Namun tentunya dalam HUT kemerdekaan ke-79 RI saat ini, kita bukan hanya memaknainya sebagai kebebasan dari penjajahan Belanda ataupun Jepang, namun kemerdekaan Republik Indonesia ini perlu dimaknai sebagai bentuk tanggung jawab, ucap Arif Lubis, jumat ( 16/08/2024).
Arif lubis S.sos yang juga menjabat sebagai Ketua DPD Partai perindo kota padangsidimpuan mengatakan, saat ini bangsa Indonesia dihadapkan dengan berbagai tantangan. Sebab hingga saat ini, masih banyak anak bangsa yang belum bisa terlepas dari belenggu ‘penjajahan’ ekonomi, korupsi, dan bahaya narkoba.

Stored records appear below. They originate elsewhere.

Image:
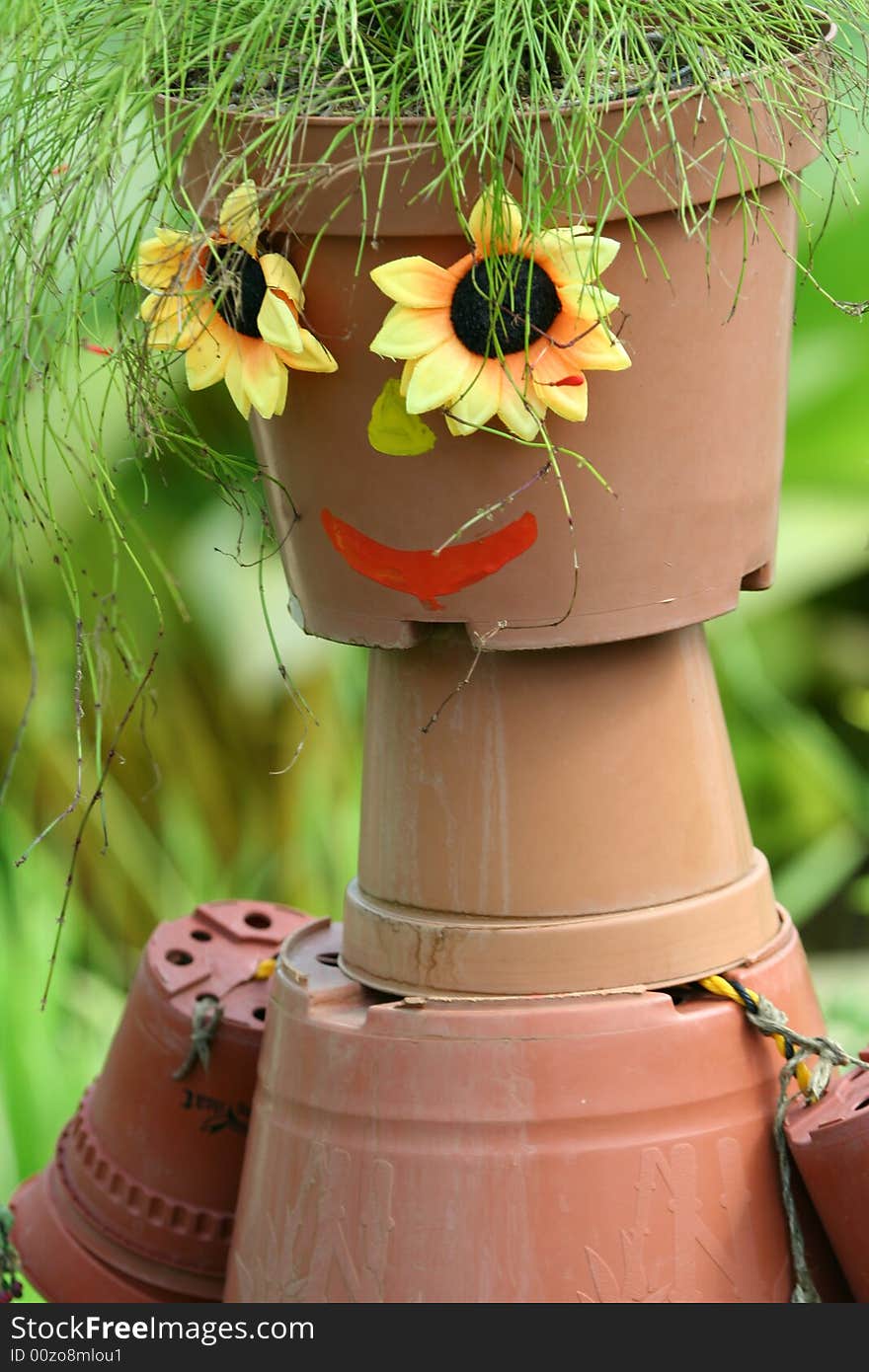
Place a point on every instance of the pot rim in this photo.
(416, 121)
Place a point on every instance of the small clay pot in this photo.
(144, 1178)
(540, 1149)
(572, 822)
(830, 1143)
(689, 439)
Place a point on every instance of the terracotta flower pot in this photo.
(572, 822)
(139, 1199)
(601, 1149)
(830, 1143)
(689, 438)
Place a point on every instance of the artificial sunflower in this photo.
(231, 309)
(510, 330)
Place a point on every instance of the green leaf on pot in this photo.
(391, 429)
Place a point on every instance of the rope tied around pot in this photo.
(204, 1023)
(206, 1020)
(812, 1082)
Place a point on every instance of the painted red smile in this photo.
(425, 572)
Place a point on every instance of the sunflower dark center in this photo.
(502, 303)
(236, 285)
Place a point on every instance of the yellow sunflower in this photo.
(231, 309)
(510, 330)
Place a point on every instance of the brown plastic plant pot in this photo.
(830, 1143)
(548, 1149)
(144, 1176)
(572, 820)
(689, 439)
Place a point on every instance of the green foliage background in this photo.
(200, 807)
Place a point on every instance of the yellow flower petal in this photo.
(313, 357)
(587, 302)
(204, 361)
(239, 217)
(281, 276)
(416, 281)
(574, 256)
(277, 324)
(478, 404)
(264, 377)
(173, 320)
(162, 260)
(496, 228)
(516, 409)
(572, 402)
(440, 376)
(407, 372)
(235, 383)
(408, 333)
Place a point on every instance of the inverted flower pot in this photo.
(574, 1149)
(830, 1143)
(139, 1199)
(572, 820)
(689, 439)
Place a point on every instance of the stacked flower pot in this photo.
(497, 1080)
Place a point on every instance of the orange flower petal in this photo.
(416, 281)
(478, 404)
(281, 276)
(264, 376)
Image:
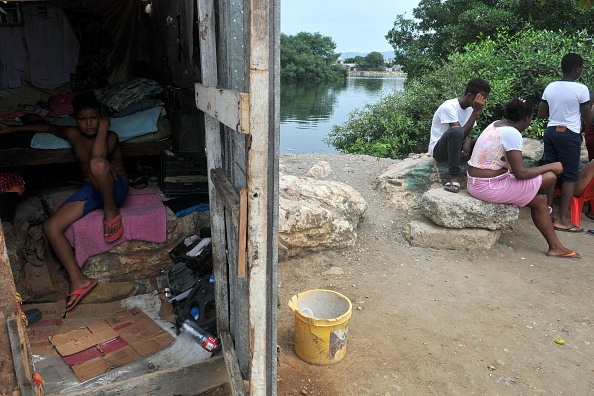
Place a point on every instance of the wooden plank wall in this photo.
(233, 75)
(246, 61)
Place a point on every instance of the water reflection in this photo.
(307, 103)
(309, 110)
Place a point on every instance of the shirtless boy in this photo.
(106, 184)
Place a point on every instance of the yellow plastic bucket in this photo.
(321, 326)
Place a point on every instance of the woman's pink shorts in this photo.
(504, 189)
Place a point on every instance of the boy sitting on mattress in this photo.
(106, 184)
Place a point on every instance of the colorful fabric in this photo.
(144, 218)
(120, 95)
(490, 148)
(504, 189)
(11, 182)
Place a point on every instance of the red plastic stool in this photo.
(578, 202)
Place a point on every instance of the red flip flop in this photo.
(80, 293)
(114, 237)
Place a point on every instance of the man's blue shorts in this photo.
(564, 147)
(93, 198)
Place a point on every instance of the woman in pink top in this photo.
(497, 153)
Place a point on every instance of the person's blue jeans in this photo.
(449, 149)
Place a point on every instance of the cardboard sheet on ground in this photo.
(111, 342)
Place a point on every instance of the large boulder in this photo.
(140, 260)
(133, 260)
(464, 211)
(404, 182)
(317, 215)
(425, 234)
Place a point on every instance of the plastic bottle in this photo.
(204, 338)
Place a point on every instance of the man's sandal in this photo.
(111, 235)
(452, 187)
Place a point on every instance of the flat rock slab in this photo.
(404, 182)
(425, 234)
(317, 215)
(464, 211)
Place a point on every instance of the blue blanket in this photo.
(127, 127)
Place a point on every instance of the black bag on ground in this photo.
(199, 307)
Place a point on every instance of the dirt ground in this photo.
(439, 322)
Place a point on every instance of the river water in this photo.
(309, 110)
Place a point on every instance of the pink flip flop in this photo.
(80, 293)
(114, 237)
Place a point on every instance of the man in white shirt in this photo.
(451, 125)
(565, 103)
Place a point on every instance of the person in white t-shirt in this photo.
(451, 125)
(565, 103)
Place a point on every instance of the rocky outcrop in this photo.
(317, 215)
(132, 260)
(404, 183)
(464, 211)
(423, 233)
(459, 222)
(140, 260)
(320, 170)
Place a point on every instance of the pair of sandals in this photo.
(452, 187)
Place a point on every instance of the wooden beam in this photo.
(226, 192)
(242, 233)
(190, 379)
(214, 157)
(228, 107)
(260, 169)
(236, 382)
(22, 366)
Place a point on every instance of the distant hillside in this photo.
(386, 54)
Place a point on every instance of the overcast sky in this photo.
(355, 26)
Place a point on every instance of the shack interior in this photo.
(144, 57)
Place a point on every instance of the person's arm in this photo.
(477, 107)
(100, 147)
(514, 157)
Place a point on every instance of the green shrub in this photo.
(519, 65)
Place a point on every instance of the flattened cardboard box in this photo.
(112, 342)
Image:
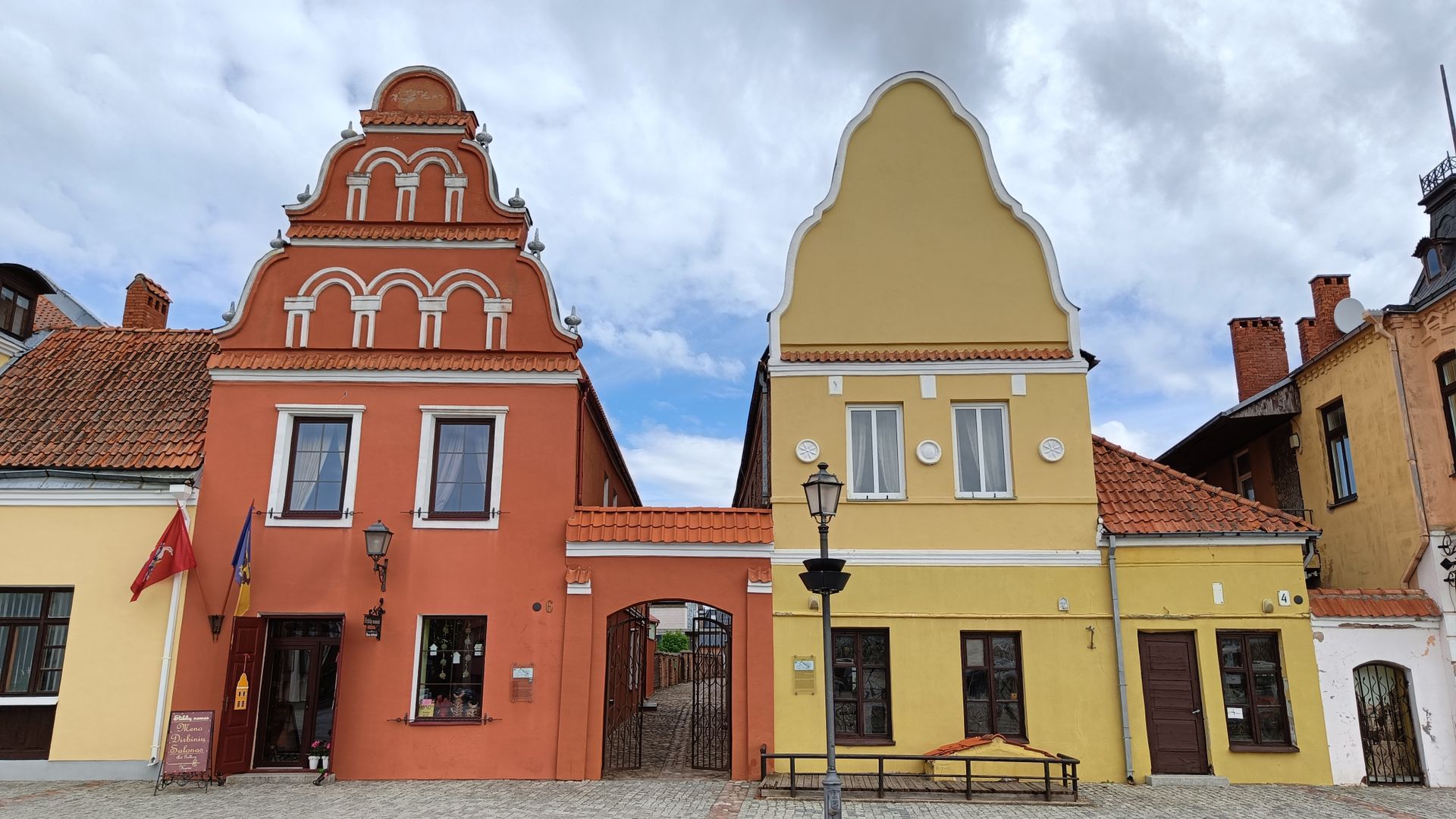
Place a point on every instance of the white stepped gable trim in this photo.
(1053, 275)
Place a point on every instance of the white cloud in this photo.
(661, 350)
(1119, 433)
(673, 468)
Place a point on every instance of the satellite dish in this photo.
(1348, 315)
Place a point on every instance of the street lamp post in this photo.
(824, 576)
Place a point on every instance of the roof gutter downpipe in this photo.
(1376, 319)
(1122, 665)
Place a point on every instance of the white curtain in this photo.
(968, 450)
(993, 447)
(887, 438)
(861, 433)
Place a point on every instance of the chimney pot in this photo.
(147, 305)
(1260, 357)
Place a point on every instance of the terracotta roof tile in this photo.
(392, 360)
(50, 316)
(836, 356)
(108, 398)
(1372, 602)
(414, 118)
(661, 525)
(398, 232)
(1138, 496)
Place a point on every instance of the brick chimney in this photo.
(1329, 290)
(1260, 357)
(1307, 338)
(146, 305)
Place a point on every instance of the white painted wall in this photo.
(1416, 645)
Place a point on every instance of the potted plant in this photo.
(319, 755)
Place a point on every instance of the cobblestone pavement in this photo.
(670, 799)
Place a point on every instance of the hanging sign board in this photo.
(240, 692)
(188, 749)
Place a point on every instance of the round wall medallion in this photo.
(928, 452)
(1052, 449)
(805, 450)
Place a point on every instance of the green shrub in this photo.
(672, 642)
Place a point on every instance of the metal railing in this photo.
(1445, 171)
(1066, 771)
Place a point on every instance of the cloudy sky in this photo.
(1190, 165)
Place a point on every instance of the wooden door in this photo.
(235, 730)
(1172, 701)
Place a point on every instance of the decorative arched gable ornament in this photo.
(1049, 260)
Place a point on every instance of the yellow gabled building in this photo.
(927, 352)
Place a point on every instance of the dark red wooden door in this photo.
(1174, 703)
(237, 726)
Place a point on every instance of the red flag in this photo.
(171, 556)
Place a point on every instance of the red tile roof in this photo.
(108, 398)
(398, 232)
(50, 316)
(394, 360)
(658, 525)
(971, 742)
(1372, 602)
(836, 356)
(1138, 496)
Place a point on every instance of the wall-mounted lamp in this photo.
(376, 545)
(375, 621)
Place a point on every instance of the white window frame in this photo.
(283, 445)
(425, 468)
(849, 447)
(414, 675)
(956, 449)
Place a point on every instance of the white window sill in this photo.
(421, 522)
(984, 496)
(309, 522)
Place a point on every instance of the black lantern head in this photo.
(821, 490)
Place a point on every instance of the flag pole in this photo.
(180, 491)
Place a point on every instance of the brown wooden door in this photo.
(235, 730)
(1174, 703)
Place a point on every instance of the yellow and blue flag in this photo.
(243, 566)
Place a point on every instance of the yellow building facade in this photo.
(85, 672)
(927, 352)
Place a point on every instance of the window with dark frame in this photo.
(1253, 689)
(1337, 449)
(992, 684)
(460, 480)
(1244, 474)
(318, 466)
(862, 686)
(17, 311)
(1446, 375)
(452, 670)
(34, 624)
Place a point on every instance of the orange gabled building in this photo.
(400, 357)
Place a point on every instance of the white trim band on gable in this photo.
(927, 368)
(392, 376)
(949, 557)
(92, 497)
(1215, 539)
(669, 550)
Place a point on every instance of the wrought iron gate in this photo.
(622, 716)
(712, 691)
(1386, 732)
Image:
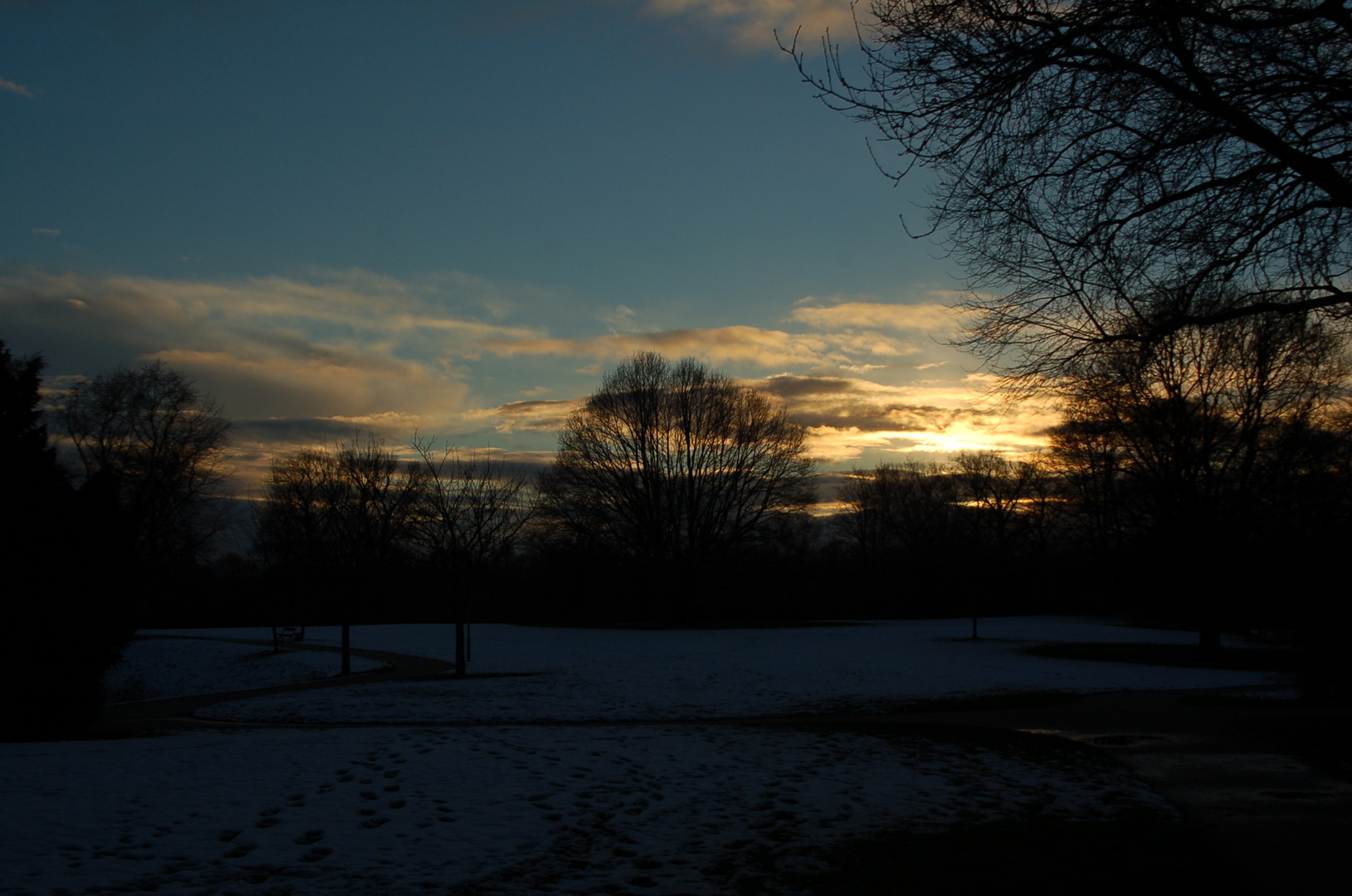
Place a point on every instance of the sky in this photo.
(451, 218)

Saat ini kita harus berjuang, itulah bentuk tanggung jawab kita terhadap kemerdekaan. Bukan berjuang melawan Belanda, namun berjuang melawan penjajahan ekonomi dan budaya korupsi yang masih melekat. Terlebih lagi, saat ini kita harus berjuang keras untuk membebaskan anak bangsa kita dari belenggu dan bahaya narkoba , ” katanya.
Menurut Arif lubis, untuk bisa melepaskan anak bangsa dari berbagai ‘penjajahan’ tersebut, maka setiap anak bangsa harus terlebih dahulu melepaskan diri dari perbudakan. Oleh karena itu, pendidikan merupakan sektor yang harus menjadi prioritas dalam mengisi kemerdekaan dan pembangunan bangsa.
Sebagai tanggung jawab kita bersama dalam memaknai kemerdekaan, mari kita sama-sama berjuang untuk membebaskan anak-anak bangsa dari pembongkaran. Terlebih lagi, Indonesia sedang berjuang untuk mewujudkan Indonesia Emas di tahun 2045. Alhamdulillah, saat ini kita sudah memulainya dengan berbagai sektor pembangunan. Insya Allah kedepannya, di masa kepemimpinan Pak Prabowo Subianto, bangsa ini semakin siap untuk mewujudkan cita-cita bangsa,” ujarnya.
Lebih lanjut ketua Grib jaya pun mengajak setiap anak muda, khususnya di Kota padangsidimpuan atau yang biasa disebut di bumi dalihan natolu untuk merasa bangga menjadi bagian dari bangsa Indonesia. Sebagai anak bangsa, setiap anak muda harus merasa memiliki bangsa Indonesia. Sehingga, setiap anak bangsa merasa punya tanggung jawab untuk membawa bangsa Indonesia ke arah yang lebih baik.
Saya bangga menjadi anak Indonesia. Kita semua tetap satu, tidak tercerai berai meski hidup dalam keberagaman. Justru, keberagaman lah yang menjadi kekuatan kita. Bangsa Indonesia terkenal dengan keramahtamahannya, kita dikenal dengan kesantunannya di dalam berbicara maupun adat istiadat. Hal ini harus terus dipelihara dan ditumbuhkan sebagai jati diri bangsa,” ungkapnya.